The study, “Inflammation And Exercise: Inhibition Of Monocytic Intracellular TNF Production By Acute Exercise Via Β2-Adrenergic Activation” — published in the journal Brain, Behavior and Immunity — showed that 20 minutes of moderate exercise stimulates the immune system and promotes better regulation of inflammation.
“Each time we exercise, we are truly doing something good for our body on many levels, including at the immune cell level,” Suzi Hong, PhD, senior author of the study, said in a news release. “The anti-inflammatory benefits of exercise have been known to researchers, but finding out how that process happens is the key to safely maximizing those benefits.”
During exercise, the brain activates pathways that speed up the heart and increase blood pressure.
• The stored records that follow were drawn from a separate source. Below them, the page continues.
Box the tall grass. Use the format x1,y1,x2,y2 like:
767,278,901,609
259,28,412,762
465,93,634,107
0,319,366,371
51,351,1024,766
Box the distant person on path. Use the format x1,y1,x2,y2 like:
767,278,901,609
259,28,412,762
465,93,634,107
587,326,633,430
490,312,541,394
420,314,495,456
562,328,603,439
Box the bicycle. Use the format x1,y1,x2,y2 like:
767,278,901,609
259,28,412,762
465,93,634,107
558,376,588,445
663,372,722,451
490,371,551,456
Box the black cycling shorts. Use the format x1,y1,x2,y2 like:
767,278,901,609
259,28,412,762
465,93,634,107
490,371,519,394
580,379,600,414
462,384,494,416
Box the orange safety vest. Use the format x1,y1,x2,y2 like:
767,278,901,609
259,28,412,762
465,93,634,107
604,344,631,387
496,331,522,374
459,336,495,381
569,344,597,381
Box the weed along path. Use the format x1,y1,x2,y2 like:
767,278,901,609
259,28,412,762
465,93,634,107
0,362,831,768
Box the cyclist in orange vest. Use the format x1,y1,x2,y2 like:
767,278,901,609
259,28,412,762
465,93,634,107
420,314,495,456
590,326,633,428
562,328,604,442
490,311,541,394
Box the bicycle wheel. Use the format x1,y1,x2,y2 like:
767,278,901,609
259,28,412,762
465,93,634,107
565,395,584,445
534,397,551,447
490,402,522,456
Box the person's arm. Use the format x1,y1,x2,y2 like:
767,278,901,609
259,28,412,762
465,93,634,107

Exercise also promotes the production of hormones such as adrenaline. That activates immune cells and reduces expression of a protein called TNF, which is involved in several inflammatory responses.
Researchers analyzed TNF levels in blood samples from 47 healthy volunteers. The blood, drawn before and after 20 minutes of moderate treadmill exercise, showed that was enough to decrease TNF levels by 5%. The exercise intensity level was adjusted based on the participants’ fitness levels.
“Our study found one session of about 20 minutes of moderate treadmill exercise resulted in a five percent decrease in the number of stimulated immune cells producing TNF,” Hong said. “Knowing what sets regulatory mechanisms of inflammatory proteins in motion may contribute to developing new therapies for the overwhelming number of individuals with chronic inflammatory conditions, including nearly 25 million Americans who suffer from autoimmune diseases.”
Fibromyalgia is a chronic inflammatory disease characterized by widespread musculoskeletal pain and muscle tenderness leading to disability, fatigue, sleep disorders, and psychological distress.
Researchers said patients with chronic inflammatory diseases should always consult a physician about what treatment is most appropriate for them.
“Our study shows a workout session doesn’t actually have to be intense to have anti-inflammatory effects. Twenty minutes to half-an-hour of moderate exercise, including fast walking, appears to be sufficient,” Hong said.